Preconditioned proximal point methods and notions of partial subregularity

TL;DR

This paper introduces new notions of partial strong submonotonicity and subregularity to analyze convergence of preconditioned proximal point methods, demonstrating linear convergence without requiring strong convexity.

Contribution

It develops novel concepts of partial submonotonicity and subregularity, showing their relationships and advantages for convergence analysis in optimization algorithms.

Findings

Partial strong submonotonicity simplifies convergence proofs.

Linear convergence achieved without strong convexity assumptions.

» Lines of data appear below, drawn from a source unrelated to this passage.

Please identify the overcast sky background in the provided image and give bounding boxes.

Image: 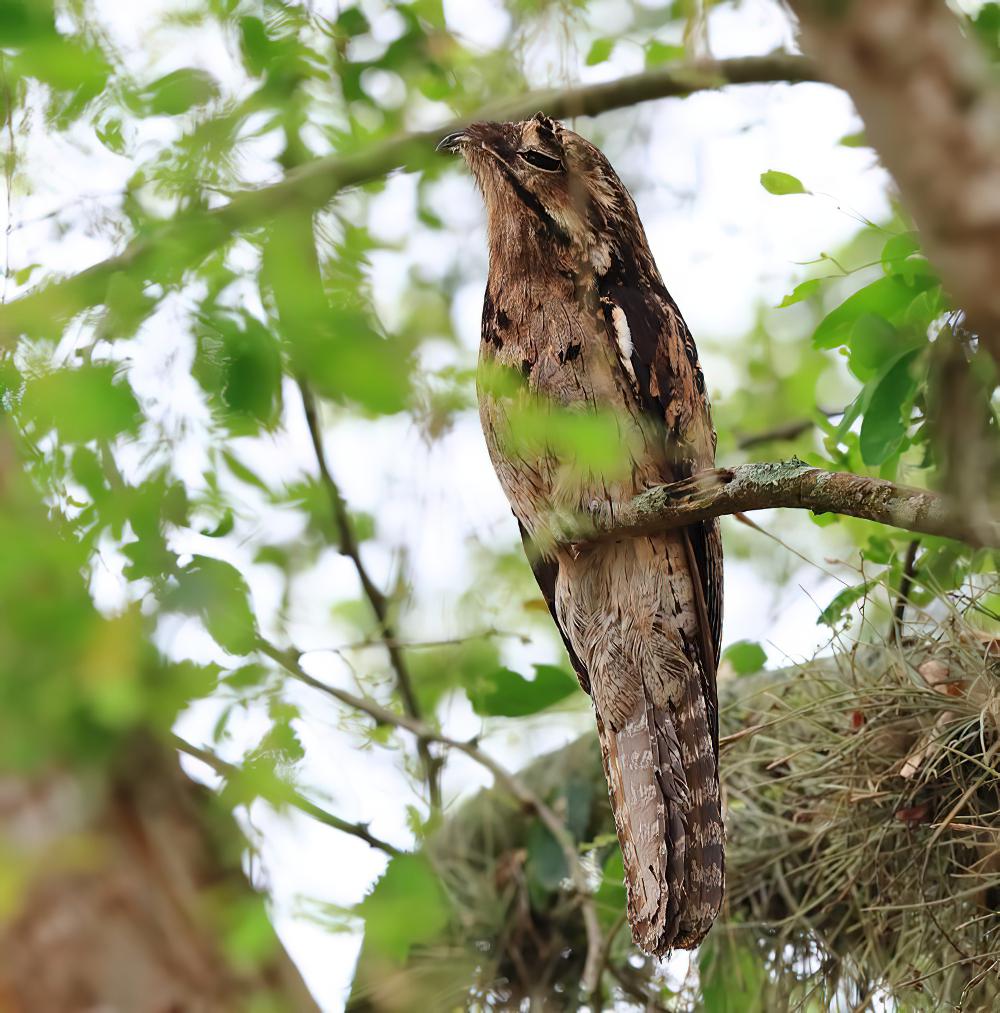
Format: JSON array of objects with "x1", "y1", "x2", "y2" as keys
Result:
[{"x1": 9, "y1": 0, "x2": 924, "y2": 1011}]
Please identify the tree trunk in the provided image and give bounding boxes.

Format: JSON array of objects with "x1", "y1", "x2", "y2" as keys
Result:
[{"x1": 0, "y1": 736, "x2": 316, "y2": 1013}]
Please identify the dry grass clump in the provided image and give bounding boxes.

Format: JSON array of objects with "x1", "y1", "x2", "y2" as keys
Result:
[
  {"x1": 722, "y1": 620, "x2": 1000, "y2": 1010},
  {"x1": 352, "y1": 618, "x2": 1000, "y2": 1013}
]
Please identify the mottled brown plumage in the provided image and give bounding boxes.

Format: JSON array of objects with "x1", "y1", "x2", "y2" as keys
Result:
[{"x1": 442, "y1": 113, "x2": 724, "y2": 953}]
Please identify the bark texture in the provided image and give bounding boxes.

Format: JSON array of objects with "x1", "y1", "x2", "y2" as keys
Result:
[
  {"x1": 789, "y1": 0, "x2": 1000, "y2": 359},
  {"x1": 0, "y1": 741, "x2": 316, "y2": 1013}
]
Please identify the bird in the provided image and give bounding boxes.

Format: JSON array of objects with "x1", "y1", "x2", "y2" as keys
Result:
[{"x1": 438, "y1": 112, "x2": 725, "y2": 955}]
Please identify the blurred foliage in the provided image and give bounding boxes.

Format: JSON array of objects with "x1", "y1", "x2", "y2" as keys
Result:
[{"x1": 0, "y1": 0, "x2": 1000, "y2": 1009}]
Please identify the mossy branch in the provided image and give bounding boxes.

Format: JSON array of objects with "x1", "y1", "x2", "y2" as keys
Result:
[{"x1": 571, "y1": 458, "x2": 1000, "y2": 548}]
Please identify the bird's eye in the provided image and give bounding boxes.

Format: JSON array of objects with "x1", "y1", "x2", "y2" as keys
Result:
[{"x1": 518, "y1": 148, "x2": 562, "y2": 172}]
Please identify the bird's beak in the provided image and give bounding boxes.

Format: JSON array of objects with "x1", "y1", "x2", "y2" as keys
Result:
[{"x1": 435, "y1": 130, "x2": 469, "y2": 152}]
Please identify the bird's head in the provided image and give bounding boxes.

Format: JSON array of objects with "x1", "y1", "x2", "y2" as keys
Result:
[{"x1": 438, "y1": 112, "x2": 645, "y2": 275}]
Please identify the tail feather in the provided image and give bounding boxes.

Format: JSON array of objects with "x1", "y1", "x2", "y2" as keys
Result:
[{"x1": 597, "y1": 680, "x2": 724, "y2": 955}]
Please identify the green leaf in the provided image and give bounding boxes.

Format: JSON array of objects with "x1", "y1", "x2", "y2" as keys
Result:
[
  {"x1": 166, "y1": 556, "x2": 256, "y2": 654},
  {"x1": 333, "y1": 7, "x2": 370, "y2": 37},
  {"x1": 761, "y1": 169, "x2": 810, "y2": 197},
  {"x1": 594, "y1": 842, "x2": 627, "y2": 929},
  {"x1": 778, "y1": 278, "x2": 826, "y2": 310},
  {"x1": 813, "y1": 275, "x2": 933, "y2": 348},
  {"x1": 837, "y1": 130, "x2": 871, "y2": 148},
  {"x1": 698, "y1": 934, "x2": 767, "y2": 1013},
  {"x1": 525, "y1": 820, "x2": 569, "y2": 892},
  {"x1": 143, "y1": 67, "x2": 219, "y2": 116},
  {"x1": 858, "y1": 350, "x2": 917, "y2": 465},
  {"x1": 881, "y1": 232, "x2": 920, "y2": 275},
  {"x1": 0, "y1": 0, "x2": 56, "y2": 47},
  {"x1": 848, "y1": 313, "x2": 907, "y2": 380},
  {"x1": 355, "y1": 855, "x2": 448, "y2": 963},
  {"x1": 722, "y1": 640, "x2": 767, "y2": 676},
  {"x1": 467, "y1": 665, "x2": 580, "y2": 717},
  {"x1": 816, "y1": 579, "x2": 878, "y2": 626},
  {"x1": 587, "y1": 38, "x2": 615, "y2": 67},
  {"x1": 21, "y1": 364, "x2": 139, "y2": 443}
]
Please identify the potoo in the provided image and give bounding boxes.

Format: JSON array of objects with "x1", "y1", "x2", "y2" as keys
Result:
[{"x1": 439, "y1": 113, "x2": 724, "y2": 954}]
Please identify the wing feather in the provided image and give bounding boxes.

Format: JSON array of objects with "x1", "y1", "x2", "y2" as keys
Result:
[{"x1": 598, "y1": 269, "x2": 722, "y2": 749}]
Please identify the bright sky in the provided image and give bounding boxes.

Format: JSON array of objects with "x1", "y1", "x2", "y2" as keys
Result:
[{"x1": 11, "y1": 0, "x2": 887, "y2": 1011}]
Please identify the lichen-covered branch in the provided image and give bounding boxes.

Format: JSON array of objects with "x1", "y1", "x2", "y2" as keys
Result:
[
  {"x1": 0, "y1": 53, "x2": 820, "y2": 346},
  {"x1": 571, "y1": 459, "x2": 1000, "y2": 548},
  {"x1": 790, "y1": 0, "x2": 1000, "y2": 359}
]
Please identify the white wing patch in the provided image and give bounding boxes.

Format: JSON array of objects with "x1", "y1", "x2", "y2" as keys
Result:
[{"x1": 611, "y1": 306, "x2": 638, "y2": 383}]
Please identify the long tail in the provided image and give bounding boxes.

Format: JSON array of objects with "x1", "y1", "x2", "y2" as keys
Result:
[{"x1": 597, "y1": 671, "x2": 724, "y2": 955}]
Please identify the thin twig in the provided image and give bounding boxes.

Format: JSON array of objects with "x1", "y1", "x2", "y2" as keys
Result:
[
  {"x1": 170, "y1": 735, "x2": 402, "y2": 857},
  {"x1": 571, "y1": 458, "x2": 1000, "y2": 548},
  {"x1": 257, "y1": 638, "x2": 604, "y2": 995},
  {"x1": 299, "y1": 379, "x2": 441, "y2": 812},
  {"x1": 0, "y1": 53, "x2": 821, "y2": 344},
  {"x1": 890, "y1": 538, "x2": 920, "y2": 640}
]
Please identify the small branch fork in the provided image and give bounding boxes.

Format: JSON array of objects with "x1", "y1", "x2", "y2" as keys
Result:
[
  {"x1": 257, "y1": 639, "x2": 605, "y2": 995},
  {"x1": 299, "y1": 380, "x2": 442, "y2": 812},
  {"x1": 571, "y1": 458, "x2": 1000, "y2": 548},
  {"x1": 0, "y1": 53, "x2": 822, "y2": 346}
]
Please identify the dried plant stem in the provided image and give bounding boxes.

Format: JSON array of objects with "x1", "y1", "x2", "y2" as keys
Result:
[{"x1": 257, "y1": 639, "x2": 604, "y2": 995}]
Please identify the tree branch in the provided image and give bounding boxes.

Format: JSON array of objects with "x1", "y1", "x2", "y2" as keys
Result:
[
  {"x1": 0, "y1": 53, "x2": 822, "y2": 346},
  {"x1": 790, "y1": 0, "x2": 1000, "y2": 359},
  {"x1": 571, "y1": 458, "x2": 1000, "y2": 548},
  {"x1": 257, "y1": 639, "x2": 604, "y2": 995},
  {"x1": 299, "y1": 380, "x2": 441, "y2": 812},
  {"x1": 170, "y1": 735, "x2": 402, "y2": 858}
]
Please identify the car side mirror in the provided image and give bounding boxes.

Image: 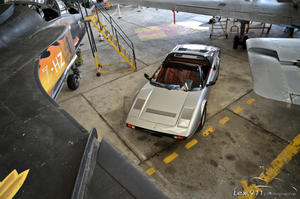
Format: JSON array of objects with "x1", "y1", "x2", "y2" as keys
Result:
[
  {"x1": 144, "y1": 73, "x2": 150, "y2": 81},
  {"x1": 206, "y1": 81, "x2": 216, "y2": 87}
]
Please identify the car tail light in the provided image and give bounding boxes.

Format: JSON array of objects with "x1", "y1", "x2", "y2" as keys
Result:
[
  {"x1": 174, "y1": 135, "x2": 185, "y2": 140},
  {"x1": 127, "y1": 124, "x2": 135, "y2": 129}
]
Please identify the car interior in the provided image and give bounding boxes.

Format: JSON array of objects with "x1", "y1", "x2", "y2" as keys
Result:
[{"x1": 156, "y1": 54, "x2": 210, "y2": 88}]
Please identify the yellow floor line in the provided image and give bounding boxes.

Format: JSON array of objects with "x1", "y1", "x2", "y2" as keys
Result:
[
  {"x1": 202, "y1": 127, "x2": 215, "y2": 136},
  {"x1": 0, "y1": 169, "x2": 29, "y2": 199},
  {"x1": 233, "y1": 106, "x2": 244, "y2": 114},
  {"x1": 184, "y1": 139, "x2": 198, "y2": 149},
  {"x1": 219, "y1": 117, "x2": 230, "y2": 125},
  {"x1": 164, "y1": 152, "x2": 178, "y2": 164},
  {"x1": 247, "y1": 98, "x2": 255, "y2": 105},
  {"x1": 146, "y1": 168, "x2": 155, "y2": 176},
  {"x1": 238, "y1": 134, "x2": 300, "y2": 199}
]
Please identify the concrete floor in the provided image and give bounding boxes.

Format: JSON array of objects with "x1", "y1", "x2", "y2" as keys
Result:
[{"x1": 57, "y1": 7, "x2": 300, "y2": 198}]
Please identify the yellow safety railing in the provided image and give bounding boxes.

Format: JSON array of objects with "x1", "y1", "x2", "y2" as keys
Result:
[{"x1": 85, "y1": 11, "x2": 136, "y2": 75}]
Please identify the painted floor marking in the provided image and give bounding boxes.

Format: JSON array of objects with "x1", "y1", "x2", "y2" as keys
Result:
[
  {"x1": 164, "y1": 152, "x2": 178, "y2": 164},
  {"x1": 0, "y1": 169, "x2": 29, "y2": 199},
  {"x1": 247, "y1": 98, "x2": 255, "y2": 105},
  {"x1": 219, "y1": 116, "x2": 230, "y2": 125},
  {"x1": 238, "y1": 134, "x2": 300, "y2": 199},
  {"x1": 146, "y1": 168, "x2": 155, "y2": 176},
  {"x1": 135, "y1": 21, "x2": 209, "y2": 41},
  {"x1": 233, "y1": 106, "x2": 244, "y2": 114},
  {"x1": 202, "y1": 127, "x2": 215, "y2": 136},
  {"x1": 184, "y1": 139, "x2": 198, "y2": 149}
]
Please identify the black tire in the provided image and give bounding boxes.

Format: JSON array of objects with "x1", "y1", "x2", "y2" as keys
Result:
[
  {"x1": 197, "y1": 104, "x2": 206, "y2": 132},
  {"x1": 233, "y1": 35, "x2": 240, "y2": 49},
  {"x1": 242, "y1": 36, "x2": 248, "y2": 50},
  {"x1": 67, "y1": 74, "x2": 80, "y2": 90}
]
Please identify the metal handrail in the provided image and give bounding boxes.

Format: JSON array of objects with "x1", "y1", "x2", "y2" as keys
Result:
[{"x1": 96, "y1": 4, "x2": 134, "y2": 50}]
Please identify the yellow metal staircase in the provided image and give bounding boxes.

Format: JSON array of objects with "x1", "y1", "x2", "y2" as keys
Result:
[{"x1": 85, "y1": 5, "x2": 136, "y2": 76}]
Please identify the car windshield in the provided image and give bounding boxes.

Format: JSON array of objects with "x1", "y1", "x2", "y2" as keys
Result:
[{"x1": 153, "y1": 62, "x2": 210, "y2": 89}]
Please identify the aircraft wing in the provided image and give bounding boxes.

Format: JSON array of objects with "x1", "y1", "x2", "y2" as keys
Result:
[
  {"x1": 247, "y1": 38, "x2": 300, "y2": 105},
  {"x1": 113, "y1": 0, "x2": 300, "y2": 26}
]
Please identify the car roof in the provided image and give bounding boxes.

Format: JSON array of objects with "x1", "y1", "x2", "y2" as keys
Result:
[{"x1": 171, "y1": 44, "x2": 219, "y2": 57}]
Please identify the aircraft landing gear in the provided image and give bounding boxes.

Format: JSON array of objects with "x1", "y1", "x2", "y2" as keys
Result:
[
  {"x1": 233, "y1": 35, "x2": 248, "y2": 49},
  {"x1": 233, "y1": 20, "x2": 249, "y2": 49},
  {"x1": 67, "y1": 49, "x2": 83, "y2": 90}
]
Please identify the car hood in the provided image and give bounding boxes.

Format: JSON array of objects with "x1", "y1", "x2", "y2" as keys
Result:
[{"x1": 130, "y1": 83, "x2": 201, "y2": 126}]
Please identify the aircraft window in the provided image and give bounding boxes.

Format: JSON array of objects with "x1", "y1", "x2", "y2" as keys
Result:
[{"x1": 249, "y1": 48, "x2": 279, "y2": 60}]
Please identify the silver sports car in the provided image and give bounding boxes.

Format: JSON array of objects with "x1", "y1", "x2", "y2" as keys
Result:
[{"x1": 126, "y1": 44, "x2": 220, "y2": 139}]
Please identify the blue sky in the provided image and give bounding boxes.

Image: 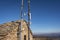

Application to image processing and data science problems.

Abstract

Based on the needs of convergence proofs of preconditioned proximal point methods, we introduce notions of partial strong submonotonicity and partial (metric) subregularity of set-valued maps. We study relationships between these two concepts, neither of which is generally weaker or stronger than the other one. For our algorithmic purposes, the novel submonotonicity turns out to be easier to employ than more conventional error bounds obtained from subregularity. Using strong submonotonicity, we demonstrate the linear convergence of the Primal-Dual Proximal splitting method to some strictly complementary solutions of example problems from image processing and data science. This is without the conventional assumption that all the objective functions of the involved saddle point problem are strongly convex.